On October 28, 2021, Mark Zuckerberg announced that Facebook would be renaming itself Meta. The company was attempting to revitalize itself after a year of bad news story after bad news story. Reports came out that Facebook's products were perhaps bad for society; Apple threatened to become more strict about the platform's privacy infringements; teens were turning to TikTok rather than Facebook or Instagram. The list went on and on.
Now, after a year as Meta, it seems like very little has changed. When Zuckerberg announced the new name, he made clear he didn't just want it to be a rebranding exercise. The CEO promised that the company would create a "metaverse," what he believed to be the future of virtual reality. One year later, that future still looks far away.

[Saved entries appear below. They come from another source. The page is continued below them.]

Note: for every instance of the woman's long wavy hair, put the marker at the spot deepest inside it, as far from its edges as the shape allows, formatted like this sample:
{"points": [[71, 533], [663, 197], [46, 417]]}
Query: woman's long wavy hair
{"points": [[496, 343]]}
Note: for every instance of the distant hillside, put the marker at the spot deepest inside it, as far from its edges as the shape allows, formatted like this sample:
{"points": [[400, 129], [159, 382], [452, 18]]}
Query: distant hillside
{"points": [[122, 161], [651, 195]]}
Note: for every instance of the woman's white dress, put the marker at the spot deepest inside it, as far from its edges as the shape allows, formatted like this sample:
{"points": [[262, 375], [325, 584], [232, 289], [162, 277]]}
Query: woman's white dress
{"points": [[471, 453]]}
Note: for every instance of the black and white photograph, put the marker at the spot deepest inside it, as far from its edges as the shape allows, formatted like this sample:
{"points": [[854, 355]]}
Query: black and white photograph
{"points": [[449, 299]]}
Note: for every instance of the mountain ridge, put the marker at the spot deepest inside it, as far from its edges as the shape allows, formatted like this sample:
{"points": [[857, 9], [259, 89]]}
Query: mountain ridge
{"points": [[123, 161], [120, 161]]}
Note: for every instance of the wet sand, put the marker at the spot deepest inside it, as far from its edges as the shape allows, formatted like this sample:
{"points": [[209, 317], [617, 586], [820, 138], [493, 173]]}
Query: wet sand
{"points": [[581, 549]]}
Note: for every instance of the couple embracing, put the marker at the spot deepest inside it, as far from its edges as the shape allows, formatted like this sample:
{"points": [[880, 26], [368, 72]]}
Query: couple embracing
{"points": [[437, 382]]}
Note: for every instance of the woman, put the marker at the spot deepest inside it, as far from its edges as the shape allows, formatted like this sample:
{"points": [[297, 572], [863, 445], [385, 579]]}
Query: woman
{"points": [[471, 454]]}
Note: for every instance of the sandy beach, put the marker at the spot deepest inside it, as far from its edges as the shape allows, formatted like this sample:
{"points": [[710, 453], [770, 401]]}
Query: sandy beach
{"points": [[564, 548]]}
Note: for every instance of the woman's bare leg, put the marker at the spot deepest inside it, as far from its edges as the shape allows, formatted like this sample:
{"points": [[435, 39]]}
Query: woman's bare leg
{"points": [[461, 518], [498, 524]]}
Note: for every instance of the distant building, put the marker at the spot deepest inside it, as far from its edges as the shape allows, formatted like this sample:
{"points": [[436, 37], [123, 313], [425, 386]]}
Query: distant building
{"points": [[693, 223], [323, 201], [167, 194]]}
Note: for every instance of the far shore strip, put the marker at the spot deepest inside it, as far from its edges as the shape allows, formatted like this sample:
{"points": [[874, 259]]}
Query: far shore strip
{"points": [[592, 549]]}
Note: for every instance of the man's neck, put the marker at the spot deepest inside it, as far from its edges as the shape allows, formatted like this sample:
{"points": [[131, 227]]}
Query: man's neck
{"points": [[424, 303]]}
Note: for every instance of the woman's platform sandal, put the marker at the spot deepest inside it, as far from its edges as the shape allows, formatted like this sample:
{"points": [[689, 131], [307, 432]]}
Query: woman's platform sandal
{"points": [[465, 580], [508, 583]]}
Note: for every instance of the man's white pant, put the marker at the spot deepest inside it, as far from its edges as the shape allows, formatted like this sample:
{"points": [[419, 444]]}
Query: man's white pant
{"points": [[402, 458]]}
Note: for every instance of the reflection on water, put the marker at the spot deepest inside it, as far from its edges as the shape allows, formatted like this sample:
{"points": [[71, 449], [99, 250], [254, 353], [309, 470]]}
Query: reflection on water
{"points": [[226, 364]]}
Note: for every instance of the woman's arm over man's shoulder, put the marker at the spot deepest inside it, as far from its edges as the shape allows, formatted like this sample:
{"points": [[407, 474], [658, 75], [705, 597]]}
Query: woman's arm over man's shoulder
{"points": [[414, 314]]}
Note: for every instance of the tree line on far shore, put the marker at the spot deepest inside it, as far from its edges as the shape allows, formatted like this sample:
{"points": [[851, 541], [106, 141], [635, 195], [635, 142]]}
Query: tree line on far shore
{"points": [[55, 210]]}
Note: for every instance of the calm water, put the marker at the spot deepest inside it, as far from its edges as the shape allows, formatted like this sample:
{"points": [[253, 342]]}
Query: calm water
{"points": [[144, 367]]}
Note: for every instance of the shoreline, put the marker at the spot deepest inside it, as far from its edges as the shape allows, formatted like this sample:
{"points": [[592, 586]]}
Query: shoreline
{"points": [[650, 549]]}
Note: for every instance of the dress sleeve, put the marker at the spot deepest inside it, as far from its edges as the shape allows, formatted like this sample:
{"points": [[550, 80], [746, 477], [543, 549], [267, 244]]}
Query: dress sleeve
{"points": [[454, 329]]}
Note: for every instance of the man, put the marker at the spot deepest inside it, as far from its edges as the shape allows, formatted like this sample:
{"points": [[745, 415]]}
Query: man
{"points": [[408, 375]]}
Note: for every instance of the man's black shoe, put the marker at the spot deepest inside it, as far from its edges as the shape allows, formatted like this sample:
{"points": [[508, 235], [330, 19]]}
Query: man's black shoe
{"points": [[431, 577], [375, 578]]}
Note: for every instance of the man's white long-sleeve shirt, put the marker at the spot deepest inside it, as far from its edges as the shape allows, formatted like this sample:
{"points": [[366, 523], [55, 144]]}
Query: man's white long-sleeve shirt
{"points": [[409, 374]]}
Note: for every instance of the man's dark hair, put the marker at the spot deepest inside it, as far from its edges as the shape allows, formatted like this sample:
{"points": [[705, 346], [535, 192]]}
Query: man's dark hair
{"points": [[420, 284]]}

As CNN Business notes, Meta has spent billions of dollars on the metaverse, and it's still unclear if it will ever even get off the ground. While the company burns more and more cash, its financial standing looks less and less certain.

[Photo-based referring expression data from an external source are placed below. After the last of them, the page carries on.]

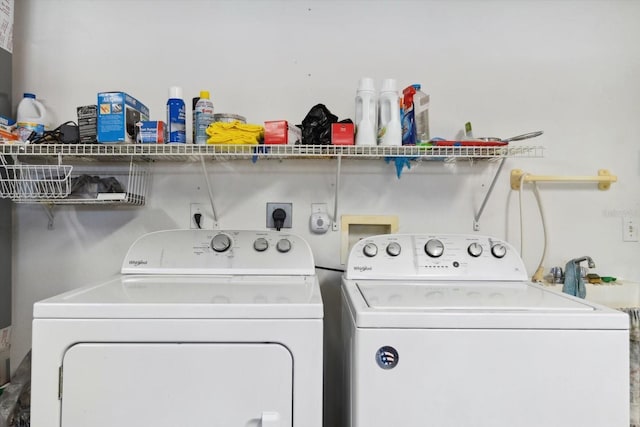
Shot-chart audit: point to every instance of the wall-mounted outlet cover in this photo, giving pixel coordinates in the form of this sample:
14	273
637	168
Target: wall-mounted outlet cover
288	208
356	227
630	229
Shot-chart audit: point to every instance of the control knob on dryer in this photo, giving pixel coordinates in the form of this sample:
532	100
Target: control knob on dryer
475	249
393	249
283	245
499	250
370	250
220	242
434	248
261	244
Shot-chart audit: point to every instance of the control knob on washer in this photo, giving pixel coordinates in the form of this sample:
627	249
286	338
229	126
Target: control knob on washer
260	244
475	250
499	250
434	248
370	249
283	245
220	242
393	249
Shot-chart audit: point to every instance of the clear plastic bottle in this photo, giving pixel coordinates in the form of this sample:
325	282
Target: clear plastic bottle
366	113
176	114
389	126
32	116
421	114
203	114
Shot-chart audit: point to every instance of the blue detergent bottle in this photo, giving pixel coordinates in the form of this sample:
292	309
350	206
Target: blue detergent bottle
176	124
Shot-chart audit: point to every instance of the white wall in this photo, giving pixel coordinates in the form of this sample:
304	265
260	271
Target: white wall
569	68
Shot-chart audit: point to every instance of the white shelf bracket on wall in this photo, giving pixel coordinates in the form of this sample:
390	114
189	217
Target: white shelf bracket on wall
210	192
48	209
334	226
476	224
604	179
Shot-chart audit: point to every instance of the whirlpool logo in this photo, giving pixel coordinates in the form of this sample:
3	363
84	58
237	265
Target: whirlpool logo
387	357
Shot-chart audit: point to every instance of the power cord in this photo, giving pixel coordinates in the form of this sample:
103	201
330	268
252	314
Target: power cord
538	276
66	133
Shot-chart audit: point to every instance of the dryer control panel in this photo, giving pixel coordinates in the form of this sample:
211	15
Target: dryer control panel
234	252
434	257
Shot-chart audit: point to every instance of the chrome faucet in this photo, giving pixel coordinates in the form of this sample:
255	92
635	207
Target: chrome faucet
590	262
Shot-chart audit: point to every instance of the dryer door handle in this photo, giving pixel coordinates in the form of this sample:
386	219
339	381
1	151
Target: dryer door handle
270	419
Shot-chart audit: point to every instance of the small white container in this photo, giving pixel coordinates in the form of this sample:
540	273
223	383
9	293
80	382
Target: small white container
32	116
389	126
366	113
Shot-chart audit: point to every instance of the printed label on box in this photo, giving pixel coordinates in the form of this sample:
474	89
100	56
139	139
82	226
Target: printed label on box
118	114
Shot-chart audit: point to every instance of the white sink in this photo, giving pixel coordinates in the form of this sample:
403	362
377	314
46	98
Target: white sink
618	294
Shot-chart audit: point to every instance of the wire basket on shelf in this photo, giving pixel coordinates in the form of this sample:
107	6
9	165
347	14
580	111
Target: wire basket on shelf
22	181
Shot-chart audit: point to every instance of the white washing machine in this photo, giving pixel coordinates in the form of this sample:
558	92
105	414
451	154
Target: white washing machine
202	328
446	330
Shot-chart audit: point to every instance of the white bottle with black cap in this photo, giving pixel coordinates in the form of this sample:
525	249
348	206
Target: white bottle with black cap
366	113
389	126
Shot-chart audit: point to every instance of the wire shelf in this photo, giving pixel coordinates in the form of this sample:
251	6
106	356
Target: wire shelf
192	152
62	184
21	182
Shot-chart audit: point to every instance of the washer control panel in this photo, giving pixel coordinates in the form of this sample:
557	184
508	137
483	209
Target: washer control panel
436	257
219	252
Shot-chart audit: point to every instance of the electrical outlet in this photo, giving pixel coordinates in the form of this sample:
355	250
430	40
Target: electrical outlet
196	208
630	229
287	207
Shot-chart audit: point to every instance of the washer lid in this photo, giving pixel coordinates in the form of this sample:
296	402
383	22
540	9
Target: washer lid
197	297
494	296
468	304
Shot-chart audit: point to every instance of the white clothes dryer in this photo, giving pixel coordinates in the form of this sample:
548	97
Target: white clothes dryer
202	328
447	331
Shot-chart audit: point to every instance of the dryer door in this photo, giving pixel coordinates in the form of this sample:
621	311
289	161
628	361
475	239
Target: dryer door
172	384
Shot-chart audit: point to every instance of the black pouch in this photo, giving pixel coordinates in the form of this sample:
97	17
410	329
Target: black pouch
316	126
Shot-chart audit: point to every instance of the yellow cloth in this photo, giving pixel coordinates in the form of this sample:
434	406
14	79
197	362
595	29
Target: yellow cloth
234	133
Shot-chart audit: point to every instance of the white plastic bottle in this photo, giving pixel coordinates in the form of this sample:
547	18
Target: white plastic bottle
203	114
366	113
421	114
389	126
32	116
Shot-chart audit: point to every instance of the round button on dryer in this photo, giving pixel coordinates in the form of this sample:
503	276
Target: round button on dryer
283	245
370	250
434	248
393	249
475	250
220	242
260	244
499	250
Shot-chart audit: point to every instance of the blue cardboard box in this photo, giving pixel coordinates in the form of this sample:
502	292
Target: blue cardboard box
118	114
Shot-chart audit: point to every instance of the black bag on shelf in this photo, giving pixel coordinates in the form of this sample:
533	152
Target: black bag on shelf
316	126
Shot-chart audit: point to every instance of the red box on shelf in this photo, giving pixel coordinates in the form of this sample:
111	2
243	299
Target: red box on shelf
276	132
342	133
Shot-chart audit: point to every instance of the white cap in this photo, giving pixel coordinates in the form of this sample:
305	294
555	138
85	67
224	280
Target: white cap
389	85
175	92
366	83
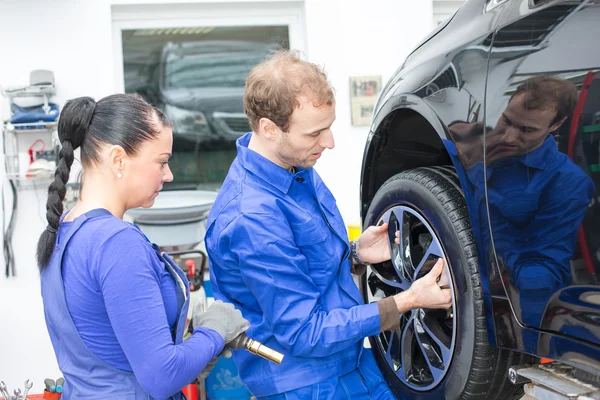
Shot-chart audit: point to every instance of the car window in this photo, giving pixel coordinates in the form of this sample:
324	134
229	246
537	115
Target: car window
491	4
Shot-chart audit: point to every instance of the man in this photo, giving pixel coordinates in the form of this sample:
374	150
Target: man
536	195
279	252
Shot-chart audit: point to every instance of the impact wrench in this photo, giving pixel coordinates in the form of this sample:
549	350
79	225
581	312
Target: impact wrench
255	347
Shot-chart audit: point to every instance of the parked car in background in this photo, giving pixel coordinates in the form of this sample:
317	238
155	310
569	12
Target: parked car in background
200	86
484	150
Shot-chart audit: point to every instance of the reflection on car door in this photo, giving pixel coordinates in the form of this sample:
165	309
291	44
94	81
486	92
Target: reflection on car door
542	167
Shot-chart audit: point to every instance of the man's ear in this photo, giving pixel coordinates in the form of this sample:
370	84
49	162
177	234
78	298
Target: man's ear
268	128
554	127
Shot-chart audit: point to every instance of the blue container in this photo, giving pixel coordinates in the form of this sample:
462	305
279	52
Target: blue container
224	383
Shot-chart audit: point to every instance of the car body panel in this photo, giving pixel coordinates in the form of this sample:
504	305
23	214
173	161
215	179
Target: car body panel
454	87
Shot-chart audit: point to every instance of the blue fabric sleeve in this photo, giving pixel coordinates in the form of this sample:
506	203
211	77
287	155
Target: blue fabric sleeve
276	273
128	274
544	261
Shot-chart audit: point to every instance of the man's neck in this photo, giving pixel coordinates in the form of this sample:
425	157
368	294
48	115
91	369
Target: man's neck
257	145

Meta's concrete moves into the virtual reality space, the Quest 2 and the Quest Pro VR headsets, are popular for VR accessories, but haven't caught fire outside of that market, CNN Business reports. Meanwhile, Horizon Worlds, the VR space created by Meta, remains under-utilized, even if some big names are getting involved.

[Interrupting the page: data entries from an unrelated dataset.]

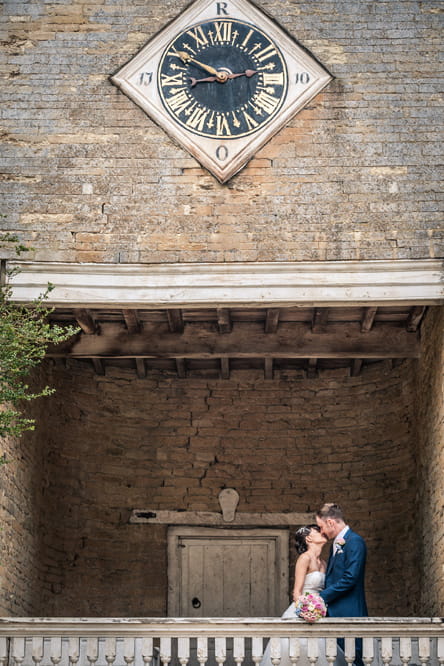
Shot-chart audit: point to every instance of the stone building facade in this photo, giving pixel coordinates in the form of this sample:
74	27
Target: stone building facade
88	177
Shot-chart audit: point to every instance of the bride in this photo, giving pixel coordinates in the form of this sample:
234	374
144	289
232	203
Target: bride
309	577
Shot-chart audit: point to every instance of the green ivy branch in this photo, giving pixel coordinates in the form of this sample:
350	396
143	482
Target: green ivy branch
25	333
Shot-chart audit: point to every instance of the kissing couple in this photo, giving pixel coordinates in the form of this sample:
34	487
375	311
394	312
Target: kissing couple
340	581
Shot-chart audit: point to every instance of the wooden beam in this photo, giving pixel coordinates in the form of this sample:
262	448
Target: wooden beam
85	321
225	367
233	284
171	517
415	317
272	320
181	368
320	320
356	367
98	366
312	368
175	321
293	340
224	320
367	319
268	368
131	320
141	368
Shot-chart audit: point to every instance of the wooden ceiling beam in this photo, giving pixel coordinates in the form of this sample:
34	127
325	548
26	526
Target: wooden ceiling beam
131	321
272	320
175	321
225	367
181	368
356	367
368	319
312	368
415	317
224	320
141	368
85	321
320	320
247	340
98	366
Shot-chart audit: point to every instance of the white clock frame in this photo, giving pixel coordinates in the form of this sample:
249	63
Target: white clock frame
222	156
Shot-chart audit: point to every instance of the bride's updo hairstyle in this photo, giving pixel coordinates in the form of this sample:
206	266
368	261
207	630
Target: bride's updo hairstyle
301	537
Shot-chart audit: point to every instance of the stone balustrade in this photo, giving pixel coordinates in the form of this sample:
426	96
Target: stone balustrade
202	641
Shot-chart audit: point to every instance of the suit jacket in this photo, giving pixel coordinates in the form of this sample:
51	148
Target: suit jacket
344	591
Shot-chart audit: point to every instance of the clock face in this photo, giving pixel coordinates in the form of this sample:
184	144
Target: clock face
222	79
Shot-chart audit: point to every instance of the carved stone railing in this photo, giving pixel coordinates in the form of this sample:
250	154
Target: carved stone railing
217	641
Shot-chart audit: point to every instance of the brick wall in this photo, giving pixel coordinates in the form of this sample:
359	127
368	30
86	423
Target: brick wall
428	534
118	442
87	176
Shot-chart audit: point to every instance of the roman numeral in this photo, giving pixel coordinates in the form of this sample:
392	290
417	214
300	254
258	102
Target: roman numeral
174	80
273	79
266	102
179	101
245	42
266	53
197	119
223	31
222	126
199	35
250	121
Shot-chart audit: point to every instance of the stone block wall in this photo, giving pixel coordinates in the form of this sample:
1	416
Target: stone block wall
115	443
88	177
21	502
428	534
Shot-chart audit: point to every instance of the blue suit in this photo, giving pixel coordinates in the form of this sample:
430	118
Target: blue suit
344	591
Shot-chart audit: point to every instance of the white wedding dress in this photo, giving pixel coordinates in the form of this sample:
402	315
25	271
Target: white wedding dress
314	582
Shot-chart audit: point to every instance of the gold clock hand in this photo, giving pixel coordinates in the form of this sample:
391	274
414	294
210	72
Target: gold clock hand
185	57
193	81
248	73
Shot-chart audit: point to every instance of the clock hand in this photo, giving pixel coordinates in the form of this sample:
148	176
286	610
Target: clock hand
185	57
248	73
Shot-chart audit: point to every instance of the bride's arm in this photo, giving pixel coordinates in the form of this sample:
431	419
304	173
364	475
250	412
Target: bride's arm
300	572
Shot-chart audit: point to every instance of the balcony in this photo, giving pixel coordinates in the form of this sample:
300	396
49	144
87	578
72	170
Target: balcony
211	641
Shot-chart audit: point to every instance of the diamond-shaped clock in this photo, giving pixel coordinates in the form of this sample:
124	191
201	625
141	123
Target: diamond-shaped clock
222	78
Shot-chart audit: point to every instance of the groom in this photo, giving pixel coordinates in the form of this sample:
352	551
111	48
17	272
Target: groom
344	591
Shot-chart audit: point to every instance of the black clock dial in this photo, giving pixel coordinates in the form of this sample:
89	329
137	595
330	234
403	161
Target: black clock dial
222	79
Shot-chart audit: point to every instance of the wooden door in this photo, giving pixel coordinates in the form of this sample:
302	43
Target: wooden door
227	573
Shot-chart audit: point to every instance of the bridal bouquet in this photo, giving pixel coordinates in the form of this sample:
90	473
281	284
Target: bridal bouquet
310	607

This underwhelming news is compounded by the fact that it's unclear whether the general public even wants a metaverse. Stills and videos from Horizon Worlds get routinely clowned on, and people's definition of what the metaverse actually is remains murky.
Meta's problems are made even worse by a newcomer in the social media field, TikTok. CNN Business reports that Meta's business is contracting as a result of TikTok's massive gains in recent years. Just this week, Meta reported a quarterly drop in revenue, which is only the second time such a report has been made in Facebook history. Combine the TikTok phenomenon with less ad revenue and slower user growth, and the picture continues to get bleaker.
Gil Luria, a D.A. Davidson technology strategist, laid out the company's position in stark terms: "The business is not growing in 2022. There is expectation that it will grow going forward, but that expectation may prove to be optimistic."